Article

Everyone Is Necessarily Wrong About Antonio Brown Situation

ESPN’s Jeremy Fowler published a very interesting article yesterday in which he cited a large number of both current and former Pittsburgh Steelers players, both on and off the record, who shared their thoughts on “The Antonio Brown Situation™”. I say interesting instead of enlightening because it’s difficult to say just how much we actually learned.

Not to fault the reporter for his great work on the piece, but if I’m being honest, my main takeaway from the feedback that Fowler was given from Brown’s teammates is that many people have had very different experiences in dealing with him. Some have even said that he is not to blame.

In other words, everybody is necessarily wrong about what’s going on with Antonio Brown because nobody has the full picture. Everybody who has offered a comment about it is going to have something that isn’t quite right. For one thing, he has very different relationships with different players.

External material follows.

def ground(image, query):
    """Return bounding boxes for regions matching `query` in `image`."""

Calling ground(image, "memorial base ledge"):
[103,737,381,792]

For another, there aren’t many left on the roster who were his teammate from the beginning until now.

The Wednesday walkthrough incident is a case in point. Did Brown throw a football? Did Ben Roethlisberger throw a football? Was there even an incident, and how much did it actually resemble any of the multiple unique accounts that we have heard? Maurkice Pouncey for his part said that Brown did not throw a football at anybody.

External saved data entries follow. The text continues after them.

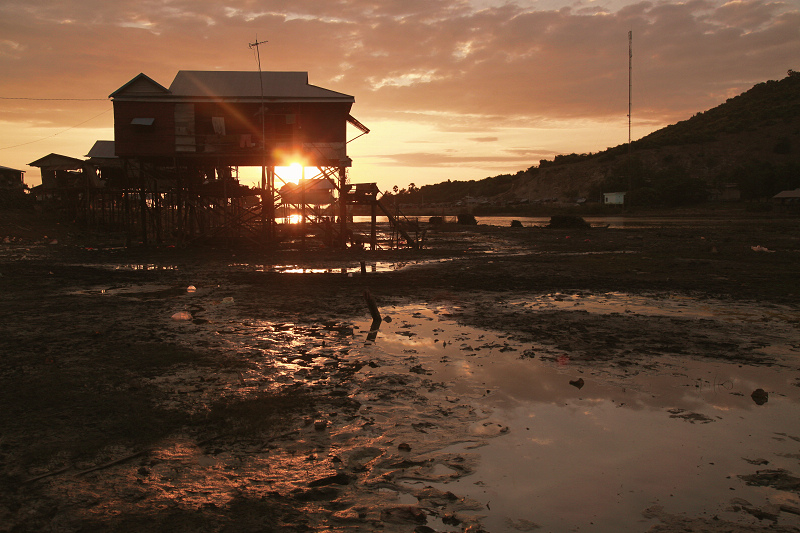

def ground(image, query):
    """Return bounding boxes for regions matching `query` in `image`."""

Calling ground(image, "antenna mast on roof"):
[249,37,271,241]
[249,38,268,149]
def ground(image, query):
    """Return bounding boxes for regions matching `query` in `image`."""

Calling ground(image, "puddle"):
[509,291,800,324]
[53,289,800,531]
[364,302,800,531]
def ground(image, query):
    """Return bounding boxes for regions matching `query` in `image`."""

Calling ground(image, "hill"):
[389,71,800,209]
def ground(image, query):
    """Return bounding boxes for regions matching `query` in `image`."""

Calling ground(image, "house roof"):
[169,71,353,102]
[773,188,800,199]
[28,153,87,170]
[0,165,24,173]
[86,141,117,159]
[109,73,170,98]
[110,71,354,103]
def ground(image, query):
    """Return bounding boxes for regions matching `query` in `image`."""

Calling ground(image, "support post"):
[370,193,377,250]
[338,166,348,248]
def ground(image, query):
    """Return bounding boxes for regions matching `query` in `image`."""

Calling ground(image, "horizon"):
[1,0,798,191]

The only thing that really seems to be clear is what we’ve known all along, which is that Brown gets treated differently from most other players, and this is also something that Head Coach Mike Tomlin has always been upfront about. It’s not uncommon to hear him speak some variation of “I don’t treat everybody equally, but I treat everyone fairly”.

“As the leash gets longer”, former Steeler Will Johnson said to Fowler of Brown, “he gets the feeling that he can do whatever he wants. That’s where Tomlin might have wished he would have squashed this earlier”.

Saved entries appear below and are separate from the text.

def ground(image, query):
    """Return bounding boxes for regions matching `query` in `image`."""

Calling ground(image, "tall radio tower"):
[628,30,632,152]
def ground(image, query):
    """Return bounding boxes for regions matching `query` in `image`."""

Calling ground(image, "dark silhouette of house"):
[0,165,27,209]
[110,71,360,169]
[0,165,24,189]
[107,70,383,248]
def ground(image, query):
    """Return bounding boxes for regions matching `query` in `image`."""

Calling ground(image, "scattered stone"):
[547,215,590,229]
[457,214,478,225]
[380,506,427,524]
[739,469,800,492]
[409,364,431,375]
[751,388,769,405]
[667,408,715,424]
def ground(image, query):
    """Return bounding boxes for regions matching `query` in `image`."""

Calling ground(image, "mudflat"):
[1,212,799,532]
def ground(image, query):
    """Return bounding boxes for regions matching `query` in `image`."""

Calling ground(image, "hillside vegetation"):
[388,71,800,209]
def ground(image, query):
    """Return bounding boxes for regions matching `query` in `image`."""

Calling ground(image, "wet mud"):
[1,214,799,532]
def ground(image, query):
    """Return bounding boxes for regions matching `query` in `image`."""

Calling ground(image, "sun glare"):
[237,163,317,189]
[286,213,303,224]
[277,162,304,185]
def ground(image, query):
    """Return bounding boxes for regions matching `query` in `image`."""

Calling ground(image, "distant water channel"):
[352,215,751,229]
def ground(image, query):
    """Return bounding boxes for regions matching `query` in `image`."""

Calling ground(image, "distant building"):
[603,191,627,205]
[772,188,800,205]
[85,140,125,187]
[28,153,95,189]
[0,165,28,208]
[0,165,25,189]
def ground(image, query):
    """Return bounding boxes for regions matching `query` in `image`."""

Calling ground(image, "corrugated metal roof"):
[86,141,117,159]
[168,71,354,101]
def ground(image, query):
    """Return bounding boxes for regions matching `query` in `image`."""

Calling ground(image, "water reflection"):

One of the things that he has generally let slide is apparently a habitual tardiness—but not absence—to meetings, which former Steeler Doug Legursky said was common but not an issue. “He shows up late with a big smile on his face”, he said. “You’re not even mad”.

Or at least he wasn’t mad. Others probably were. Everybody has a different opinion about what they have seen from Brown’s conduct and how that conduct was handled internally, and that opinion has been shaped by the selective and subjective opportunities and interactions that player or coach has had with Brown over the years.

Does Brown need to be a better teammate? Does he need to readjust his attitude in thinking that he is entitled to a number of luxuries others are not afforded, while taking advantage of those benefits? The answer seems to be yes at the very least. But beyond this, information is too limited from any one source to the point of contradiction.